«Je chante pour les Palestiniens»

Proche-Orient Le jeune Gazaoui Mohammed Assaf donnait un concert mercredi soir à Genève en faveur de ses compatriotes réfugiés

Percer dans la musique était-il le meilleur moyen de quitter Gaza? Pour la première fois de l’entretien, le sourire impeccable du chanteur Mohammed Assaf se fige. «Non, ce n’est pas du tout ça», corrige le jeune homme de 25 ans, adulé au Moyen-Orient depuis qu’il a remporté l’émission Arab Idol en 2013.

Le Palestinien, qui doit son succès autant à sa voix qu’à son incroyable histoire, chantait mercredi soir dans un grand hôtel genevois en faveur de l’organisation onusienne de secours aux réfugiés palestiniens (UNRWA) dont il est l’ambassadeur.

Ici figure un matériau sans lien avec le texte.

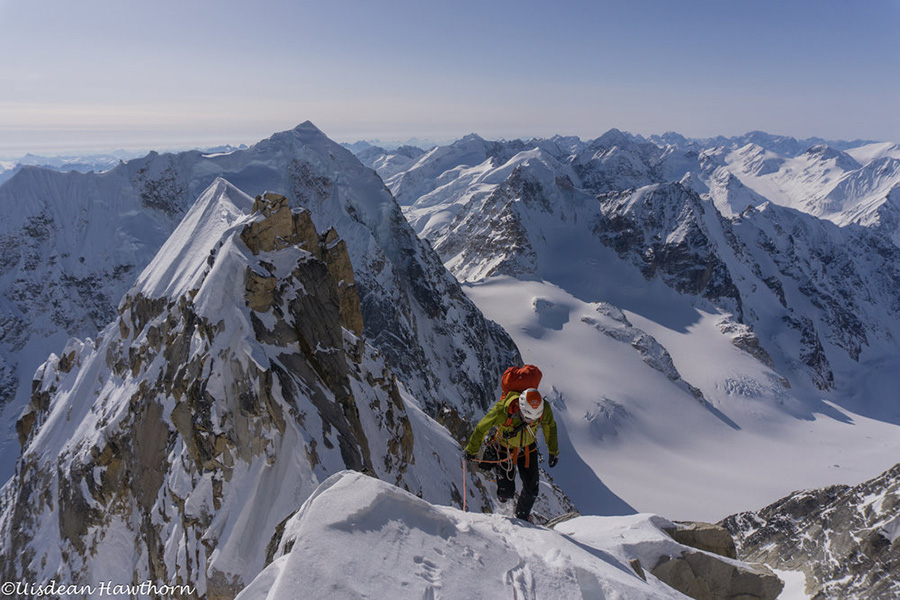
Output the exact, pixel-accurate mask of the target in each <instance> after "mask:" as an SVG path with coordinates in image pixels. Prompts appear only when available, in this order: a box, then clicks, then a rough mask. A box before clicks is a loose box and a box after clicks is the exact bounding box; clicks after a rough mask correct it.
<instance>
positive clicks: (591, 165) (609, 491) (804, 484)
mask: <svg viewBox="0 0 900 600" xmlns="http://www.w3.org/2000/svg"><path fill="white" fill-rule="evenodd" d="M756 141H759V142H761V143H765V144H766V146H767V147H763V146H761V145H759V144H756V145H753V144H749V145H747V144H745V145H744V146H742V147H739V148H734V149H728V148H718V149H716V148H702V147H699V148H696V149H694V150H686V151H684V152H682V153H681V154H678V153H674V152H673V151H672V148H671V147H668V148H658V147H657V149H656V150H655V151H654V150H653V148H652V147H651V145H648V144H642V143H639V141H638V142H635V141H634V140H633V139H632V138H630V137H629V136H627V135H625V134H622V133H621V132H616V131H612V132H609V133H608V134H606V135H604V136H602V137H601V138H599V139H598V140H595V141H593V142H588V143H586V144H584V145H583V146H579V147H576V148H572V149H569V150H566V151H564V152H553V151H551V150H549V149H548V146H547V145H546V144H542V143H541V142H535V143H534V144H533V145H528V144H526V147H525V148H522V147H521V145H520V144H514V145H510V146H508V147H506V148H505V149H504V148H499V149H495V150H494V153H493V155H494V156H504V151H505V152H506V153H507V154H511V155H512V156H510V157H509V158H508V159H507V160H506V162H499V161H496V160H495V161H482V162H481V163H477V162H476V161H475V160H471V161H469V162H466V163H456V164H455V165H454V164H452V163H451V164H446V157H447V156H450V155H452V154H453V152H452V151H456V152H460V151H461V148H455V149H454V148H448V149H445V150H444V151H443V152H440V153H439V152H437V151H433V152H434V155H435V156H441V157H442V159H441V162H440V163H439V164H438V163H435V164H434V165H430V164H429V163H428V158H427V156H424V157H422V158H421V159H420V161H419V164H418V165H417V166H416V167H414V168H411V169H410V171H409V172H408V173H407V175H408V176H409V177H413V176H414V175H415V176H421V177H422V178H423V179H422V180H420V181H418V185H419V189H422V190H430V191H428V192H426V193H425V194H423V195H422V196H421V197H420V198H418V199H415V198H408V199H407V200H406V201H405V202H404V206H405V208H404V210H405V211H406V212H407V214H409V215H410V218H411V221H412V222H413V223H414V224H416V226H417V228H418V229H419V231H420V232H421V234H422V235H425V236H426V237H427V238H428V239H429V240H430V241H431V243H432V245H433V246H434V247H435V249H436V250H437V251H438V252H439V253H440V254H441V256H442V258H443V260H444V261H445V264H447V266H448V267H449V268H450V269H451V270H452V271H453V272H454V274H456V276H457V277H458V278H459V279H460V280H461V281H465V282H466V284H467V285H466V291H467V293H469V294H470V296H471V297H472V298H473V299H474V300H475V302H476V303H477V304H478V305H479V307H480V308H481V309H482V311H484V313H485V314H486V315H487V316H488V317H489V318H491V319H493V320H496V321H497V322H498V323H500V324H501V325H503V326H504V328H506V330H507V331H509V332H510V335H512V337H513V339H514V340H515V341H516V343H517V345H518V346H519V348H520V351H521V352H522V356H523V359H524V360H525V361H527V362H532V363H535V364H538V365H539V366H541V368H542V369H543V370H544V373H545V379H544V383H543V384H542V387H543V388H544V391H545V392H546V394H547V395H548V397H549V398H550V401H551V402H553V403H554V408H555V414H558V415H560V417H559V420H560V421H561V422H562V424H563V427H562V429H563V432H562V437H563V438H564V440H565V441H563V442H562V444H563V445H564V451H563V454H562V458H561V461H560V465H559V466H558V467H557V468H556V471H555V472H554V479H555V480H556V481H557V483H560V485H561V486H562V487H563V489H565V490H566V491H567V493H569V494H570V496H571V497H572V499H573V500H574V501H575V503H576V505H578V506H579V507H581V508H582V509H583V510H586V511H589V512H595V513H597V514H614V513H615V514H619V513H621V512H627V511H629V510H638V511H651V512H658V513H661V514H666V515H668V516H670V517H674V518H701V519H718V518H721V517H722V516H724V515H726V514H729V513H732V512H737V511H739V510H744V509H745V508H747V509H749V508H750V507H753V506H759V505H763V504H766V503H769V502H771V501H773V500H774V499H776V498H778V497H781V496H784V495H785V494H787V493H789V492H790V491H793V490H794V489H797V488H800V487H815V486H821V485H825V484H830V483H838V482H843V483H855V482H858V481H861V480H863V479H866V478H868V477H871V476H873V475H874V474H876V473H879V472H881V471H883V470H884V469H886V468H888V467H890V466H891V465H892V464H893V459H892V458H891V457H892V456H895V453H896V451H897V449H898V439H900V438H898V433H900V413H898V409H897V406H896V403H894V402H893V401H892V399H893V398H894V397H895V396H896V394H895V391H894V390H896V389H897V388H898V387H900V380H898V375H897V373H898V369H897V367H898V366H900V363H898V361H897V356H898V347H897V341H896V340H897V339H900V313H898V308H900V278H898V272H897V269H896V265H897V264H900V263H898V254H897V248H896V247H895V246H894V244H893V243H892V242H891V239H890V237H889V236H886V235H885V233H886V232H885V231H883V230H881V229H879V228H877V227H871V226H867V227H861V226H860V225H857V224H846V225H845V226H843V227H838V226H837V225H835V224H833V223H831V222H829V221H826V220H823V219H822V218H820V217H816V216H814V215H810V214H809V211H810V210H811V207H812V205H811V204H808V203H806V204H804V202H802V201H800V199H799V194H800V193H801V192H802V191H804V190H806V191H808V192H809V194H810V195H815V194H816V193H819V194H820V195H821V196H823V197H824V195H825V192H826V191H828V190H830V189H831V188H827V189H826V183H829V182H830V184H833V185H837V184H838V183H840V182H843V181H847V180H848V178H850V177H851V176H855V175H859V174H860V173H862V172H864V171H866V167H867V166H871V164H872V163H871V161H869V162H866V159H867V158H869V156H867V155H866V153H865V152H863V151H861V152H859V153H857V154H856V158H855V157H854V156H852V155H851V154H850V153H849V151H848V152H842V151H838V150H835V149H832V148H830V147H828V146H824V145H820V146H816V147H813V148H811V149H809V150H808V151H806V152H803V151H799V152H798V153H797V154H791V155H781V154H779V152H778V149H779V148H786V147H788V145H786V144H787V140H769V141H771V142H772V143H768V142H769V141H767V140H766V139H764V137H762V136H756ZM470 142H471V140H470ZM776 142H777V143H776ZM691 152H694V154H693V155H691ZM869 154H871V159H872V160H885V158H889V154H890V148H889V147H887V148H885V147H879V148H877V149H874V150H871V151H870V152H869ZM692 164H693V165H695V167H692V166H691V165H692ZM435 165H437V168H435ZM694 168H696V172H695V171H693V170H692V169H694ZM441 169H444V170H441ZM685 169H691V172H690V173H689V174H685V173H684V170H685ZM435 172H439V173H438V175H436V176H435V178H434V180H433V181H432V183H430V184H429V183H428V182H427V181H425V180H424V178H425V177H426V175H427V174H429V173H435ZM404 177H405V176H404ZM667 177H669V178H675V177H680V179H677V180H676V181H671V180H669V181H666V178H667ZM400 180H401V178H400V176H395V179H394V180H393V181H400ZM826 180H827V181H826ZM765 182H769V183H771V185H770V186H769V187H768V188H766V187H764V186H762V183H765ZM788 183H789V184H790V186H793V187H790V186H787V184H788ZM754 186H756V187H755V188H754ZM779 186H781V187H779ZM785 186H787V187H785ZM795 193H796V194H797V197H796V198H795V197H794V196H792V194H795ZM767 194H768V195H767ZM770 196H774V198H773V197H770ZM857 199H858V198H857ZM783 204H787V205H788V206H782V205H783ZM841 206H842V207H846V206H847V205H846V204H842V205H841ZM748 207H750V209H749V210H748ZM791 207H793V208H791ZM444 215H449V216H444ZM882 223H884V221H883V222H882Z"/></svg>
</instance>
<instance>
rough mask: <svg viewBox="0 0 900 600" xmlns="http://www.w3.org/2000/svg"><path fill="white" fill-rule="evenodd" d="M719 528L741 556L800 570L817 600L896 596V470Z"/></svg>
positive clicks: (897, 507) (897, 501)
mask: <svg viewBox="0 0 900 600" xmlns="http://www.w3.org/2000/svg"><path fill="white" fill-rule="evenodd" d="M722 524H723V525H724V526H725V527H727V528H728V529H729V530H730V531H731V532H732V533H733V535H734V536H735V539H736V540H737V550H738V557H739V558H741V559H742V560H750V561H755V562H763V563H765V564H768V565H770V566H772V567H773V568H776V569H783V570H792V571H802V572H803V573H804V574H805V575H806V592H807V594H809V596H810V597H811V598H815V599H816V600H838V599H844V598H855V599H857V600H869V599H872V600H875V599H877V600H882V599H883V600H887V599H889V598H897V597H898V595H900V544H898V543H897V541H896V540H897V533H898V531H900V465H898V466H896V467H894V468H892V469H890V470H889V471H887V472H885V473H883V474H882V475H880V476H878V477H876V478H874V479H872V480H870V481H867V482H865V483H862V484H859V485H857V486H852V487H851V486H846V485H838V486H831V487H827V488H823V489H818V490H805V491H799V492H795V493H794V494H791V495H790V496H788V497H786V498H783V499H782V500H779V501H778V502H775V503H774V504H772V505H770V506H767V507H766V508H764V509H762V510H759V511H756V512H746V513H740V514H737V515H733V516H731V517H728V518H727V519H725V520H724V521H723V522H722Z"/></svg>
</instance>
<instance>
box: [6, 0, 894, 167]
mask: <svg viewBox="0 0 900 600" xmlns="http://www.w3.org/2000/svg"><path fill="white" fill-rule="evenodd" d="M898 29H900V1H898V0H872V1H871V2H867V3H865V4H856V3H848V2H843V1H841V0H816V1H813V0H797V1H796V2H791V3H784V2H780V1H776V0H759V1H756V2H749V1H744V0H742V1H739V2H728V3H722V2H716V1H713V0H697V1H695V2H691V3H675V2H671V1H669V0H642V1H638V2H635V1H633V0H627V1H626V0H608V1H605V2H587V1H583V0H563V1H561V2H558V3H554V4H553V5H552V6H551V5H548V4H547V3H544V2H540V1H537V0H517V1H513V0H497V1H495V2H490V3H486V4H485V3H479V2H473V1H468V0H465V1H462V2H457V3H453V4H448V5H437V4H430V3H428V4H423V3H420V2H413V1H412V0H388V1H386V2H382V3H363V2H356V1H352V0H335V1H334V2H329V3H312V2H302V1H300V2H296V1H294V2H289V1H287V0H263V1H261V2H259V3H253V4H247V3H242V2H238V1H237V0H222V1H220V2H217V3H215V4H212V3H202V2H195V3H184V2H176V1H175V0H160V1H159V2H155V3H121V2H116V1H114V0H93V1H92V2H91V3H89V4H79V3H71V2H63V1H62V0H43V1H41V2H27V3H26V2H13V1H12V0H0V52H2V53H3V55H4V56H5V58H6V59H5V61H4V63H3V66H2V67H0V84H2V88H0V89H2V90H3V91H2V92H0V155H10V154H16V153H22V152H29V151H31V152H46V151H48V150H51V149H55V150H65V149H71V150H77V149H82V150H83V149H89V148H97V149H109V148H126V149H127V148H177V147H194V146H198V145H199V146H211V145H218V144H224V143H231V144H241V143H245V144H252V143H254V142H256V141H258V140H260V139H264V138H265V137H267V136H269V135H271V134H272V133H274V132H277V131H283V130H286V129H290V128H292V127H294V126H295V125H297V124H298V123H300V122H302V121H305V120H311V121H313V122H314V123H316V125H317V126H319V127H320V128H321V129H322V130H323V131H324V132H325V133H326V134H328V135H329V136H330V137H332V138H333V139H335V140H338V141H346V142H352V141H355V140H359V139H374V138H379V139H385V140H388V139H390V140H405V139H408V138H410V137H419V138H428V139H458V138H459V137H462V136H464V135H466V134H467V133H471V132H475V133H478V134H479V135H481V136H483V137H485V138H488V139H501V138H502V139H515V138H521V137H526V138H527V137H549V136H552V135H554V134H560V135H577V136H579V137H581V138H582V139H593V138H596V137H597V136H599V135H601V134H602V133H603V132H605V131H607V130H609V129H611V128H618V129H621V130H623V131H628V132H631V133H634V134H640V135H645V136H646V135H650V134H658V133H663V132H666V131H676V132H678V133H681V134H682V135H685V136H687V137H693V138H704V137H712V136H716V135H723V136H726V137H730V136H737V135H742V134H743V133H746V132H748V131H754V130H761V131H766V132H769V133H772V134H777V135H786V136H791V137H795V138H800V139H802V138H809V137H821V138H824V139H844V140H854V139H874V140H884V141H900V119H897V116H896V108H895V101H894V99H895V98H896V97H897V96H898V95H900V61H898V59H897V58H896V49H895V47H894V46H895V40H896V39H897V37H898V35H897V34H898V33H900V31H898Z"/></svg>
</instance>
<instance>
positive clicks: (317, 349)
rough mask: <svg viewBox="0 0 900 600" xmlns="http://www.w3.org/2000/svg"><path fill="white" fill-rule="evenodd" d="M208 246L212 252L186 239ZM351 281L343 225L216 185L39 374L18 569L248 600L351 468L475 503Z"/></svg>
mask: <svg viewBox="0 0 900 600" xmlns="http://www.w3.org/2000/svg"><path fill="white" fill-rule="evenodd" d="M251 206H253V208H255V209H256V210H255V211H254V212H253V213H252V214H249V213H251V210H252V209H251ZM207 214H214V215H216V216H217V217H219V218H220V219H221V220H211V219H207V218H203V217H204V215H207ZM192 228H193V229H192ZM216 232H221V234H220V235H219V236H218V237H217V236H216V235H213V234H214V233H216ZM197 240H202V241H204V243H206V244H208V246H207V247H205V248H196V247H195V248H193V250H194V251H193V252H184V251H183V247H182V246H181V245H180V244H184V243H195V242H196V241H197ZM197 250H202V254H198V252H197ZM161 274H165V275H166V276H167V277H169V279H163V278H162V276H161ZM338 277H339V279H338ZM163 292H165V293H163ZM351 293H355V280H354V278H353V274H352V269H350V268H349V258H348V256H347V252H346V247H345V246H343V245H342V244H341V240H340V239H339V238H337V237H336V236H335V234H334V232H333V231H332V232H326V233H325V234H324V235H322V236H320V235H319V234H318V232H317V231H316V230H315V228H314V227H313V225H312V221H311V220H310V219H309V217H308V216H305V215H304V213H303V212H293V211H291V209H290V208H289V207H288V206H287V204H286V202H285V200H284V198H283V197H281V196H276V195H271V194H270V195H266V196H264V197H260V198H259V199H258V200H257V202H256V204H255V206H254V205H253V201H252V200H251V199H250V198H249V197H246V196H244V195H243V194H242V193H241V192H239V191H238V190H236V189H235V188H233V187H232V186H230V185H228V184H227V183H226V182H223V181H219V182H217V183H216V184H214V186H213V187H211V188H210V190H208V192H207V193H206V194H204V196H202V197H201V199H200V200H198V202H197V204H196V205H195V207H194V208H192V211H191V213H189V214H188V216H186V217H185V220H184V221H183V223H182V226H180V227H179V229H178V230H176V232H175V233H174V234H173V236H172V238H170V241H169V242H168V243H167V244H166V245H165V246H164V247H163V249H162V250H161V251H160V254H159V256H158V257H157V259H156V260H154V262H153V263H151V265H150V266H149V267H148V268H147V269H146V270H145V272H144V273H143V274H142V277H141V279H139V283H138V284H137V285H136V286H135V288H134V289H132V291H131V292H130V293H129V294H128V295H127V296H126V298H125V299H124V300H123V302H122V304H121V305H120V309H119V311H120V314H119V317H118V318H117V319H116V320H115V321H114V322H113V323H111V324H110V325H109V326H108V327H107V328H106V329H105V330H104V331H103V332H102V335H101V336H100V337H99V338H98V340H97V341H86V342H79V341H73V342H71V343H70V344H69V346H67V348H66V351H65V352H64V353H63V355H62V356H59V357H57V356H52V357H51V358H50V360H48V361H47V363H45V365H44V366H43V367H42V368H41V370H40V371H39V373H38V376H37V377H38V379H37V380H36V381H35V387H34V394H33V396H32V400H31V404H30V406H29V408H28V411H26V413H25V415H23V417H22V418H21V419H20V421H19V426H18V430H19V435H20V439H21V440H22V442H23V453H22V457H21V459H20V460H19V463H18V468H17V474H16V476H15V477H14V478H13V479H12V481H11V483H10V485H8V486H7V487H5V488H4V494H5V495H4V498H3V501H2V511H0V538H2V539H3V540H4V543H3V545H2V549H0V565H2V567H0V575H2V576H3V578H4V580H29V581H49V580H50V579H56V580H57V581H66V582H67V583H72V584H96V583H97V582H98V581H99V580H101V579H100V578H109V577H110V575H111V574H113V575H114V576H115V577H116V578H118V579H120V580H122V581H131V580H132V579H133V580H134V581H136V582H140V581H145V580H150V581H155V582H160V583H166V584H182V583H184V584H190V585H191V586H193V587H194V588H195V594H194V596H193V597H198V598H199V597H202V598H233V597H234V596H235V594H237V592H238V591H239V590H240V589H241V588H242V587H243V586H244V585H246V583H248V582H249V580H250V579H252V578H253V577H255V576H256V574H257V573H258V572H259V570H261V569H262V567H263V566H264V564H265V559H266V543H267V542H268V540H269V539H270V538H271V536H272V535H273V533H274V532H275V530H276V528H277V526H278V524H279V523H280V522H282V521H283V520H284V519H285V518H286V517H287V516H288V515H289V514H290V512H291V511H292V510H294V509H296V507H297V505H298V504H300V503H302V501H303V500H304V499H305V497H306V495H308V494H309V493H311V492H312V490H313V489H314V488H315V486H316V485H317V484H318V482H319V481H321V480H322V479H324V478H325V477H327V476H328V475H329V474H331V473H333V472H335V471H338V470H343V469H352V470H356V471H363V472H366V473H369V474H371V475H374V476H376V477H379V478H381V479H384V480H386V481H388V482H390V483H393V484H396V485H399V486H402V487H404V488H406V489H408V490H410V491H411V492H413V493H415V494H420V495H422V496H423V497H430V498H433V499H434V500H435V501H439V502H442V503H450V502H451V501H452V498H453V497H454V494H456V496H457V497H459V492H458V491H457V490H455V489H454V488H453V487H452V486H447V485H445V484H443V483H442V484H440V485H439V484H437V483H435V480H434V474H435V473H442V475H441V476H440V477H438V478H437V479H438V480H440V481H442V482H443V481H449V480H450V479H451V477H450V476H449V475H448V474H446V473H444V468H445V467H444V466H443V464H442V462H441V456H443V455H447V454H448V453H452V454H453V455H455V451H452V450H450V447H453V442H452V440H451V439H450V438H449V436H445V437H442V438H441V439H437V440H418V439H417V438H416V436H415V435H414V431H415V428H416V427H419V428H430V427H437V425H436V424H434V423H433V422H431V421H428V420H427V417H425V416H424V415H423V414H422V413H421V411H408V410H407V402H408V401H409V399H410V396H409V393H408V392H407V391H406V389H405V388H403V387H402V386H401V385H400V384H398V381H397V378H396V376H395V374H394V372H393V371H392V369H391V368H390V367H389V366H388V364H387V362H386V361H385V359H384V358H383V357H382V356H381V355H380V353H378V351H377V350H375V349H374V348H372V347H371V346H370V345H368V344H367V343H366V342H365V341H364V339H363V338H361V337H360V336H359V332H360V331H361V330H362V328H363V327H362V316H361V312H360V309H359V302H358V300H357V301H356V302H355V303H354V302H353V300H352V298H351V297H349V294H351ZM354 328H355V330H354ZM416 420H418V421H416ZM414 421H415V422H414ZM418 446H422V447H423V449H422V450H419V451H418V452H417V451H416V448H417V447H418ZM457 466H458V464H457V463H454V464H453V465H452V467H453V469H454V474H455V473H456V468H457ZM426 472H427V474H428V475H427V476H426V475H425V473H426ZM478 494H479V493H478V492H477V491H473V494H470V495H472V496H473V497H472V501H473V503H475V502H480V503H483V502H484V499H483V498H481V497H479V496H478ZM123 544H124V546H125V547H126V548H128V549H132V548H133V552H130V551H123V549H122V548H123ZM111 557H115V558H114V559H113V558H111ZM104 580H105V579H104Z"/></svg>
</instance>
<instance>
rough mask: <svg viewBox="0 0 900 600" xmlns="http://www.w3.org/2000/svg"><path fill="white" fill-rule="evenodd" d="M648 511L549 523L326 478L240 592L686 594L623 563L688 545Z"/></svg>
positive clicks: (515, 596)
mask: <svg viewBox="0 0 900 600" xmlns="http://www.w3.org/2000/svg"><path fill="white" fill-rule="evenodd" d="M672 526H673V525H672V524H671V523H670V522H668V521H667V520H665V519H662V518H660V517H656V516H653V515H633V516H630V517H605V518H599V517H580V518H576V519H574V520H571V521H567V522H565V523H562V524H560V525H558V526H557V527H556V529H555V530H547V529H544V528H542V527H538V526H535V525H531V524H530V523H524V522H522V521H519V520H517V519H513V518H511V517H506V516H502V515H497V514H480V513H465V512H462V511H460V510H458V509H456V508H450V507H444V506H435V505H433V504H429V503H428V502H426V501H424V500H422V499H420V498H417V497H415V496H413V495H412V494H410V493H408V492H405V491H403V490H400V489H398V488H396V487H393V486H390V485H388V484H386V483H384V482H381V481H378V480H376V479H373V478H370V477H366V476H365V475H362V474H359V473H352V472H343V473H338V474H336V475H333V476H332V477H330V478H329V479H328V480H326V481H325V482H323V483H322V484H321V485H320V486H319V488H318V489H317V490H316V491H315V492H314V493H313V494H312V496H310V497H309V499H308V500H307V501H306V502H305V503H304V504H303V506H302V507H301V508H300V510H299V511H298V512H297V513H296V514H295V515H294V516H293V517H291V519H290V520H289V521H288V522H287V524H286V525H285V528H284V534H283V536H282V538H281V542H280V543H279V545H278V549H277V550H276V552H275V556H276V558H275V559H274V560H273V561H272V563H271V564H270V565H269V566H268V567H266V569H265V570H264V571H263V572H262V573H260V575H259V576H258V577H257V578H256V579H255V580H254V581H253V583H251V584H250V585H249V586H247V588H246V589H244V590H243V591H242V592H241V593H240V594H239V595H238V599H239V600H276V599H285V600H288V599H290V600H292V599H294V598H297V594H298V591H299V590H302V591H303V596H304V597H308V598H395V599H397V600H407V599H408V600H421V599H422V598H429V599H434V598H607V599H609V600H650V599H663V598H666V599H672V600H674V599H683V598H686V597H687V596H684V595H682V594H680V593H678V592H676V591H675V590H673V589H672V588H670V587H668V586H666V585H665V584H663V583H662V582H660V581H659V580H658V579H656V578H655V577H653V576H652V575H650V574H649V573H645V577H646V578H647V581H644V580H643V579H641V578H640V577H639V576H638V574H637V573H636V572H635V570H634V568H633V567H632V566H631V565H630V562H631V561H632V560H634V559H638V560H640V562H641V564H642V565H651V566H653V565H656V563H657V562H658V561H659V560H660V558H661V557H663V556H668V555H677V554H679V553H680V552H681V551H683V550H685V549H686V548H685V547H683V546H681V545H680V544H678V543H677V542H675V541H674V540H672V538H670V537H669V536H668V535H667V534H666V533H665V532H663V528H665V527H672Z"/></svg>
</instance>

Une manière de rendre à cette agence ce qu’elle lui a donné. Comme tant d’autres Gazaouis, Mohammed Assaf a été scolarisé dans l’une des écoles de l’UNRWA, dont certaines ont été bombardées l’été dernier par l’armée israélienne. Sa mère et sa sœur y enseignent toujours.

L’idole arabe est désormais installée à Dubaï, siège du groupe audiovisuel MBC (Middle East Broadcasting Center) qui l’a lancé et qui le produit. «Vous refuseriez une telle occasion?» demande-t-il.

Il a raté son audition

Le chanteur assure retourner aussi souvent que possible dans les territoires palestiniens. Le mois dernier, il donnait un concert dans le camp de réfugiés de Khan Younès, à Gaza, là où il a grandi. «Dans le monde arabe, des millions de gens connaissent mes chansons, dit-il sans fausse modestie. C’est un message d’espoir pour la jeunesse palestinienne. Malgré toutes les difficultés, si vous avez un but, vous pouvez y arriver.»

Mohammed Assaf a bien failli ne jamais réaliser son rêve. Il a été bloqué pendant deux jours pour sortir de Gaza, à la frontière égyptienne. Arrivé en retard à la première audition en Egypte, il n’a dû son salut qu’au désistement d’un autre candidat. Ce dernier avait estimé que le Gazaoui avait plus de chances que lui de parvenir en finale. Cette histoire a fait la légende du chanteur. «Tout est vrai et c’était encore bien plus difficile que vous pouvez l’imaginer, jure-t-il. Israël maintient un siège sur la bande de Gaza depuis neuf ans. Sans cela, il y aurait des dizaines d’autres artistes qui pourraient faire une carrière internationale.» Serait-il prêt à chanter un jour en Israël? Il ne dit pas non. «Mais tant que l’occupation et la spoliation des Palestiniens se poursuivent, ce n’est pas d’actualité.»

Selon sa mère, Mohammed Assaf chante depuis qu’il a 5 ans. Il a fait ses premiers pas sur scène dans des fêtes privées, d’où son surnom de chanteur des mariages. Devenu une célébrité locale, il a eu maille à partir avec les islamistes du Hamas, qui contrôlent la bande de Gaza. «J’ai été arrêté une fois. C’était avant que je gagne Arab Idol», sourit-il. Son attaché de presse coupe aussitôt. «C’est trop sensible.»

Le jeune artiste ne veut pas se prononcer sur les querelles interpalestiniennes, même s’il a toujours porté haut les couleurs de son pays. La chanson qui l’a fait gagner devant les téléspectateurs était un hymne patriotique. Sur scène, il arbore régulièrement le keffieh, symbole de la résistance palestinienne. «Je chante pour les gens, pas pour les politiciens. La cause des réfugiés me tient particulièrement à cœur», dit-il. Avant d’expliquer qu’il essaie de rester indépendant et de ne pas se faire instrumentaliser.

Accueilli en héros

La victoire du chanteur palestinien avait provoqué des manifestations de joie dans les territoires palestiniens. A son retour, il avait été accueilli en héros. Pendant la compétition, le président Mahmoud Abbas avait appelé les Palestiniens, agglutinés devant leur télévision, à voter pour lui. Il lui a ensuite accordé un passeport diplomatique, ce qui facilite ses déplacements. Des officiels du Hamas n’ont pas été en reste, se félicitant du succès de l’enfant de Gaza. «Certains sont plus ouverts d’esprit que d’autres. Moi, je suis croyant, dit-il en montrant son cœur, mais je peux aussi penser avec mon cerveau.»